TIFF 2013 | Child of God (James Franco, US)—Special Presentation
By Adam Nayman
Stuffed-animal lovers beware: several very huggable toys are obliterated by shotgun blasts in Child of God, inanimate stand-ins for all the men and women and social institutions that Lester Ballard (Scott Haze) wants to cut down with his crack-shot aim. Blame Cormac McCarthy, whose worst novel (by a mile) has been faithfully adapted here, for the fuzzy symbolism and for the ludicrous parameters of Lester’s character—a lone nut with a fetish for necrophilia, he’s a remnant of an American South that never bought into the Fables of the Reconstruction—but j’accuse James Franco all the same for making a movie out of such a dubious literary property, and for doing such a poor job of it.
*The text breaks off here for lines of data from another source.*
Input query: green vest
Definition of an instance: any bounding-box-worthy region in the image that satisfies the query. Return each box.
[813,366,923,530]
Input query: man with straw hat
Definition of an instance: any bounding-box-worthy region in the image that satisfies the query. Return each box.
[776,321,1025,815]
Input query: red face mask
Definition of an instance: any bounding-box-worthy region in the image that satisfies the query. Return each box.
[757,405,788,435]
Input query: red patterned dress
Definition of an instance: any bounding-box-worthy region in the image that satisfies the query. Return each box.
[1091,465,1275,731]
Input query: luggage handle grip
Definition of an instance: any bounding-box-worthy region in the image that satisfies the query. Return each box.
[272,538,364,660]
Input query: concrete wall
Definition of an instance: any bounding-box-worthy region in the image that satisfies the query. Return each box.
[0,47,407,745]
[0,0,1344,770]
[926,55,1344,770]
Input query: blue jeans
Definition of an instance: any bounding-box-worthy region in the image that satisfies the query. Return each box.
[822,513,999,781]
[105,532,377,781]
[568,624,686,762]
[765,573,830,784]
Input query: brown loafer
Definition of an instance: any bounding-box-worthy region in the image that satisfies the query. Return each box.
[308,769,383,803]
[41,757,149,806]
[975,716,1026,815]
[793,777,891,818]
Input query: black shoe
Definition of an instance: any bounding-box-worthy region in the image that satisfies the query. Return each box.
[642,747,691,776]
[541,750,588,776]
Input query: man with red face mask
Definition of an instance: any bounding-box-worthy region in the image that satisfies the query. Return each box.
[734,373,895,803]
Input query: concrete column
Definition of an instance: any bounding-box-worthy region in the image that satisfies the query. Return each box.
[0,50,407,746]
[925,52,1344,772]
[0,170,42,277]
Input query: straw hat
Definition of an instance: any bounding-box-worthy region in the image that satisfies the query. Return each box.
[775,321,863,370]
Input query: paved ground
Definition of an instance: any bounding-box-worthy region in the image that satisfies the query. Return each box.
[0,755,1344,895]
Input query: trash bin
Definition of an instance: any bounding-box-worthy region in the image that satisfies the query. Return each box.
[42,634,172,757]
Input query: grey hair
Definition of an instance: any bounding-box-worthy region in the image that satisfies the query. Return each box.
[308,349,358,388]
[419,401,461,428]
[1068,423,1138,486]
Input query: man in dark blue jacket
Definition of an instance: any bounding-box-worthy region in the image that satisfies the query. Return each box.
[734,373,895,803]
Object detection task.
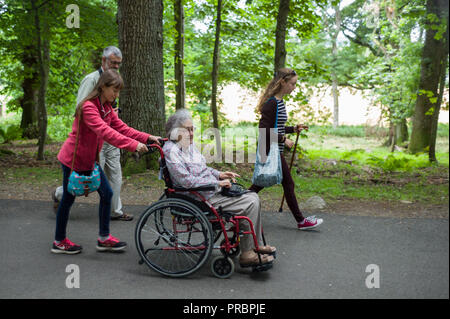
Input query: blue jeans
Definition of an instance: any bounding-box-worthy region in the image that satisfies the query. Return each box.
[55,165,113,241]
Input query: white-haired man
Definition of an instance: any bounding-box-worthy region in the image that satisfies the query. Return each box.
[52,46,133,221]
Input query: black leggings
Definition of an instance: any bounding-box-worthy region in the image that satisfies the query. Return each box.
[249,153,305,222]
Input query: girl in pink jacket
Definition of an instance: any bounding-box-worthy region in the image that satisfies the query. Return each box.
[51,69,160,254]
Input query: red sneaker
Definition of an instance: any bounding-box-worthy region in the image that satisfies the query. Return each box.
[97,234,127,251]
[297,216,323,230]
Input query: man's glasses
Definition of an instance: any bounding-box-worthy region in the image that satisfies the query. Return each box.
[108,60,122,67]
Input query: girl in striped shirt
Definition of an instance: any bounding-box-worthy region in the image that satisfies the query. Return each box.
[249,68,323,230]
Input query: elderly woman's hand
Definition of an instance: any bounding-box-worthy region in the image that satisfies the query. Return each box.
[136,143,148,153]
[219,172,241,183]
[148,135,161,145]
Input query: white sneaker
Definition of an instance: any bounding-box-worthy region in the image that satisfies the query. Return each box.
[297,216,323,230]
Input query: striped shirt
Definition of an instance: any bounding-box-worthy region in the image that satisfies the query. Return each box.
[275,98,287,153]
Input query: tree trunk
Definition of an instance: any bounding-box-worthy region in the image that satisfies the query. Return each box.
[211,0,222,128]
[211,0,222,155]
[117,0,165,168]
[31,0,50,160]
[19,46,39,138]
[409,0,448,154]
[274,0,290,72]
[331,5,341,128]
[428,30,449,162]
[174,0,186,110]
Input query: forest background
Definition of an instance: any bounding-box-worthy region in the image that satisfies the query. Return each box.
[0,0,449,215]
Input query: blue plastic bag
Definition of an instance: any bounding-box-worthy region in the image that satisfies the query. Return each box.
[67,163,100,196]
[252,100,283,187]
Everything feels feeble and chancy here, from the portentous and intermittent voiceover narration to the lazily deployed musical score to poor Haze’s horribly directed performance, which never has a chance to build because he’s playing a cartoon mountain-man from shot number one. And while it’s distracting when Herr Director appears in the final reel as a member of a posse trying to bring thrill-killer Lester to justice, the self-casting also proves apposite: the look on Franco’s face as his quarry slowly gets away from him is a pretty apt portrait of the artist as a young man who has no idea what he’s doing here.